When he came up to where the brute was he saw that the bull was watching something in Evered’s woodlot, beyond the pasture; and Zeke tried to see what it was. At first he could not see; but after a moment a dog yapped there, and Zeke caught a glimpse of it; a half-bred terrier from some adjacent farm, roving the woods.

The dog yapped; and the bull roared; and the dog, its native impudence impelling it, came running toward the pasture, and began to dance up and down, just beyond the bull’s reach, barking in a particularly shrill and tantalizing way.

Zeke yelled to the dog to be off; but the dog took his yell for encouragement, and barked the harder; and then Zeke saw a thing which made him turn cold.

He saw the bull swing suddenly, with all its weight, against the high wire fence; and he saw one of the posts sag and give way, and another smashed off short. So, quicker than it takes to tell it, the bull was floundering across the barbed wires, roaring with the pain of them, and Zeke saw it top the wall, tail high and head down, and charge the little dog.

Zeke might have tried to drive the bull back into its pasture; but that was a task for a bold man, and Zeke was not bold. He whipped his horse and drove on to warn Evered; and when he looked back from the top of the hill the bull and the dog had disappeared into the scrub growth of alder and hardwood along a little run that led down to the swamp. He whipped his horse again, and turned into the road that led to Evered’s farmhouse.

When he got to the farmhouse there was no one at home; and after he had convinced himself of this Zeke drove away again, planning to stop at the first neighboring farm and leave word for Evered. But after a quarter of a mile or so he met the butcher, and stopped him and told him that the bull was loose in his woodlot.

Evered asked a question or two; but Zeke’s voluble answers made him impatient, and he left the other and hurried on. At home he stabled his horse, got his ash stave with the snap on the end, and as an afterthought went into the house for his revolver. He had no illusions about the bull; he knew the beast was dangerous.

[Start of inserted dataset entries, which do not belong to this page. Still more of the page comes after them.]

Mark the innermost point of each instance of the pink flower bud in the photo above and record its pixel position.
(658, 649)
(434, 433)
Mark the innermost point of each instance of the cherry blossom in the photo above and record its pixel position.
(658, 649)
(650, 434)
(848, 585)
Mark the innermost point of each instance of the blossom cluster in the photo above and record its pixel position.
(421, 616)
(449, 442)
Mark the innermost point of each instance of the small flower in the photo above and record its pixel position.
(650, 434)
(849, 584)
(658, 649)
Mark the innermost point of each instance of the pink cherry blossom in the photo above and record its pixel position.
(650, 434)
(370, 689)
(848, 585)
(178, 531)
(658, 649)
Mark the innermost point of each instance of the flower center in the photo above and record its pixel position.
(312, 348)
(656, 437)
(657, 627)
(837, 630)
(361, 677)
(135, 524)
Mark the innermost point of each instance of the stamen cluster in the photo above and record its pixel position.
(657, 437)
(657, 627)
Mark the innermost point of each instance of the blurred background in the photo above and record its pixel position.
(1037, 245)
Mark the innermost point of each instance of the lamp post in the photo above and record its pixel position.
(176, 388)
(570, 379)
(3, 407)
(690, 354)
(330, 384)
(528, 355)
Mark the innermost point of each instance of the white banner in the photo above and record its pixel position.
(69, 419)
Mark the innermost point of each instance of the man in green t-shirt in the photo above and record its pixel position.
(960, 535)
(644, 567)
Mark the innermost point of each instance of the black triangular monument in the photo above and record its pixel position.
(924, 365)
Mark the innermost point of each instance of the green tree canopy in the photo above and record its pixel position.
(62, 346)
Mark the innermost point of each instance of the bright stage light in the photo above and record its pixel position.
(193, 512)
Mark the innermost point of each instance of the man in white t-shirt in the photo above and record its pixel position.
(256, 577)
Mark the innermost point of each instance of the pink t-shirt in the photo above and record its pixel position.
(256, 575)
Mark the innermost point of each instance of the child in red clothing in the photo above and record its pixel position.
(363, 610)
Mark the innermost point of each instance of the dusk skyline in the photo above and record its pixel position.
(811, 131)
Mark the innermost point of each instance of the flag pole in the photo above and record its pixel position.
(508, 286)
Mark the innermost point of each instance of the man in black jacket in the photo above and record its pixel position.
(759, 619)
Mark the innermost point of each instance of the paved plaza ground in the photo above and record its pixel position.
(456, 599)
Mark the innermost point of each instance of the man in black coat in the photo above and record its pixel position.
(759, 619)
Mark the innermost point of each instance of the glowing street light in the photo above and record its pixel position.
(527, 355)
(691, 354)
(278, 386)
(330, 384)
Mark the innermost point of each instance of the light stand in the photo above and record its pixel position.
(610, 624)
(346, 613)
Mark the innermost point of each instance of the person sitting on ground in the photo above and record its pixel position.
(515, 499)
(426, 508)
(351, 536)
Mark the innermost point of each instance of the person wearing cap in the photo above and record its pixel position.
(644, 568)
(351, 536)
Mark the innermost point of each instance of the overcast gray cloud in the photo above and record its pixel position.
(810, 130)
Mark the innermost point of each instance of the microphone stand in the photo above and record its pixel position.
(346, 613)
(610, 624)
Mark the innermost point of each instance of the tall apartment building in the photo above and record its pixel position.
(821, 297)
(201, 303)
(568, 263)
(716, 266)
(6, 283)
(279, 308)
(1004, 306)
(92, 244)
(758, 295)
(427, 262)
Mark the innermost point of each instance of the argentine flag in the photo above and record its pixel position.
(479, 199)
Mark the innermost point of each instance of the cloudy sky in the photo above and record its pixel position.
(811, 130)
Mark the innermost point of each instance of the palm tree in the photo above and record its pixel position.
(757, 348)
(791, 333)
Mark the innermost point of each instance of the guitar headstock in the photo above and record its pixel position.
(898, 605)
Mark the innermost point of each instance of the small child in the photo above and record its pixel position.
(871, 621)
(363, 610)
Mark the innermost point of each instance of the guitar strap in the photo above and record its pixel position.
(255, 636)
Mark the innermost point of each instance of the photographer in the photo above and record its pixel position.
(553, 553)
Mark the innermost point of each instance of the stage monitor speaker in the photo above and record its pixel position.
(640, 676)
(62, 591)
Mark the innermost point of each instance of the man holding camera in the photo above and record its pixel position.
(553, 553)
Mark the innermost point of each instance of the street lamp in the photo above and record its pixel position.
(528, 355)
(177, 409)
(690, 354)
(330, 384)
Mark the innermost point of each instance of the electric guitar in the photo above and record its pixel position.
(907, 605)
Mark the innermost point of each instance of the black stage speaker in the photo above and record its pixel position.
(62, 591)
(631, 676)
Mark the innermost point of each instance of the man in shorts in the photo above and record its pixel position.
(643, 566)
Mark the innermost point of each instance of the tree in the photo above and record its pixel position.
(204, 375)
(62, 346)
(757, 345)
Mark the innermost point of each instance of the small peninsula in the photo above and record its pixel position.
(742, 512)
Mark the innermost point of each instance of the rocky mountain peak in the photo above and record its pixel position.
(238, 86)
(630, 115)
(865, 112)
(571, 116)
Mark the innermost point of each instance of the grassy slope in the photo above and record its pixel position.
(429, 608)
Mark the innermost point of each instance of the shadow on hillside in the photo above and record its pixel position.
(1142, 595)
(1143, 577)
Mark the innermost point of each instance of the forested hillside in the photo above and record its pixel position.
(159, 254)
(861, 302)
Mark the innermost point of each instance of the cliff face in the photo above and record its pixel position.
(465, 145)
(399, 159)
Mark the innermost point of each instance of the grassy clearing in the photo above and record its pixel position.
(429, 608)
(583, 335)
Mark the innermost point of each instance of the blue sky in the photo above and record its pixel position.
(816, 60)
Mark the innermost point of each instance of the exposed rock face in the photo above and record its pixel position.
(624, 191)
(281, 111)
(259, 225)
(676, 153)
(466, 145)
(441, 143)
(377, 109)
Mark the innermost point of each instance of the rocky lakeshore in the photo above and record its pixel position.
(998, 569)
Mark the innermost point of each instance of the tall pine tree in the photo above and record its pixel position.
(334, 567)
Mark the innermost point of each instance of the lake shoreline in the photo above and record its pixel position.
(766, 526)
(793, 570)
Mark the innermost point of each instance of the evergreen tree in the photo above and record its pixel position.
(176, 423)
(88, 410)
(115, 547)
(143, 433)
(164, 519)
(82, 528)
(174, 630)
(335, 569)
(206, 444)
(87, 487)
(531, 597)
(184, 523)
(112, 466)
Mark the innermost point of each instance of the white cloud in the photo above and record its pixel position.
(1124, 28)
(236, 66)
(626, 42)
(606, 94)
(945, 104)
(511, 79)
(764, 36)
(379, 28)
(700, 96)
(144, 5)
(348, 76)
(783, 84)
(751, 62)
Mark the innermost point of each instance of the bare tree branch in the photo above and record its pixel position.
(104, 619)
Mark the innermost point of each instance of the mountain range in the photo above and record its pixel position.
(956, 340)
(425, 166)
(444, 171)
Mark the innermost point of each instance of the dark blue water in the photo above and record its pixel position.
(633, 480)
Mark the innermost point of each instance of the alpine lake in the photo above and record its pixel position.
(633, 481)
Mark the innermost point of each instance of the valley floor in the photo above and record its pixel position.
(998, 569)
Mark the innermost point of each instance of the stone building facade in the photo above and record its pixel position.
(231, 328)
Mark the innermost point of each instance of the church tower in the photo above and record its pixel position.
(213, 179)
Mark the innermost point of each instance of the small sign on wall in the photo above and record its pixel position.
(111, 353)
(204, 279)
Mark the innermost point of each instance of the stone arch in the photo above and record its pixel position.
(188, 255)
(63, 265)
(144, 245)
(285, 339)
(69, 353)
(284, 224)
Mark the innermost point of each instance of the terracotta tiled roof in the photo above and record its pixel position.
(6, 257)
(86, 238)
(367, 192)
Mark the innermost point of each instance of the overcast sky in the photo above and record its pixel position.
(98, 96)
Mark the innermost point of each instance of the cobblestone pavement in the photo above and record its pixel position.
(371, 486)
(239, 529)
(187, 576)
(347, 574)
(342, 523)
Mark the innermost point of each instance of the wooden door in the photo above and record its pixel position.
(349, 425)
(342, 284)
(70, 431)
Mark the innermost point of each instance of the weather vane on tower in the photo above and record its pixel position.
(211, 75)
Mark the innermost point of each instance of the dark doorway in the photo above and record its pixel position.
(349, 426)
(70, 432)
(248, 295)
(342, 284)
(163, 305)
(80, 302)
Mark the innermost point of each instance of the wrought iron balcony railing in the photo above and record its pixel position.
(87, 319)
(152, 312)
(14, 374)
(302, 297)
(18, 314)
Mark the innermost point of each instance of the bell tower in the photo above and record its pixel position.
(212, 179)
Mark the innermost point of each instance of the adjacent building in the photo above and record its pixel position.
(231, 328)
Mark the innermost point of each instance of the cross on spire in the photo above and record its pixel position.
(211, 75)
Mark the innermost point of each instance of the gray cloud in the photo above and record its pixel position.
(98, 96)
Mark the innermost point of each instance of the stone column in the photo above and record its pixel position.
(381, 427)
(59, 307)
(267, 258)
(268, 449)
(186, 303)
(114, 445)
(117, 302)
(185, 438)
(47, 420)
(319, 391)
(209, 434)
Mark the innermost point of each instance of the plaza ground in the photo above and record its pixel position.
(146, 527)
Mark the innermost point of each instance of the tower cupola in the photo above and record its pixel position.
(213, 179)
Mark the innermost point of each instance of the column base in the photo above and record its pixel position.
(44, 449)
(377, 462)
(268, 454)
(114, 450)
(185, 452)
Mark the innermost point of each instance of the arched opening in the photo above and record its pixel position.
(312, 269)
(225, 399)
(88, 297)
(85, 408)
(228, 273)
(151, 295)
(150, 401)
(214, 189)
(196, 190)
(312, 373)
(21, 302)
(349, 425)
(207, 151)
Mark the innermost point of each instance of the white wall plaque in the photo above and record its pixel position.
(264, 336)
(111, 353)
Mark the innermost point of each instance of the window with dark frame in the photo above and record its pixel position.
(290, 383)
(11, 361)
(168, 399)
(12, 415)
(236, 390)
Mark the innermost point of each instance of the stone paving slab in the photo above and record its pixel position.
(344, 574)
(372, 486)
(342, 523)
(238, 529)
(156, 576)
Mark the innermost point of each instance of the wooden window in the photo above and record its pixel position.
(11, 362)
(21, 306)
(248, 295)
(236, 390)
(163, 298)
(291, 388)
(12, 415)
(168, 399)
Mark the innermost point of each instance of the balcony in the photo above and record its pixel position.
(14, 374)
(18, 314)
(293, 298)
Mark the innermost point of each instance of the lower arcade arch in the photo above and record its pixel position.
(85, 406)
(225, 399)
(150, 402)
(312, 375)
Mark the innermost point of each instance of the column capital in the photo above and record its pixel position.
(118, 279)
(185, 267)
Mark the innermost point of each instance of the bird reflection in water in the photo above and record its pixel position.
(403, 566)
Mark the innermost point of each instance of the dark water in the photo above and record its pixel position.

While he was in the house he marked that his wife was not there, and wondered where she was, and called to her, but got no answer. He knew that John and Ruth MacLure, his wife’s sister, were in the orchard on the other side of the farm from the pasture and woodlot; and he decided that his wife must have gone to join them there. So with the revolver in his pocket and the stave in his hand, Evered went down past the barn and through the bars into the woodlot. Somewhere in the thickets below him he expected to find the bull. He could hear nothing, so he understood that the little dog which had caused the trouble had either fled or been killed by the beast. He hoped for the latter; for he was an impatient man, and angered at the whole incident. Also, the sultry heat of the day had irked him; irked him so that he had cursed to himself because his wife was not at home when he wished to speak to her.

In this impatient mood he began to work down through the woodlot. He went carefully, knowing the treacherous temper of the brute he was hunting. He passed through a growth of birches along a little run, and across a rocky knoll, and through more birches, and so came out upon the lower shelf of his farm, a quarter of a mile from the house, and halfway down to the borders of the swamp.

He remembered, when he had come thus far, that there was a spring in the hillside a little below him, with two or three old trees above it, and some clean grass beside it. His wife occasionally came here in the afternoon, when her work was done, to sit and read or rest or give herself to her thoughts. Evered knew of this habit of hers; but till this moment he had forgotten it. The spot was cool; it caught what air was stirring. He had a sudden conviction that she might be there now; and the idea angered him. He was angry with her because by coming down here she had put herself in a dangerous position. He was angry with her because he was worried about her safety. This was a familiar reaction of the man’s irascible temperament. Two years before, when Mary Evered took to her bed for some three weeks’ time with what was near being pneumonia, Evered had been irritable and morose and sullen until she was on her feet again. Unwilling to confess his concern for her, he expressed that concern by harsh words and scowls and bitter taunts, till his wife wept in silent misery. His wife whom he loved wept in misery because of him.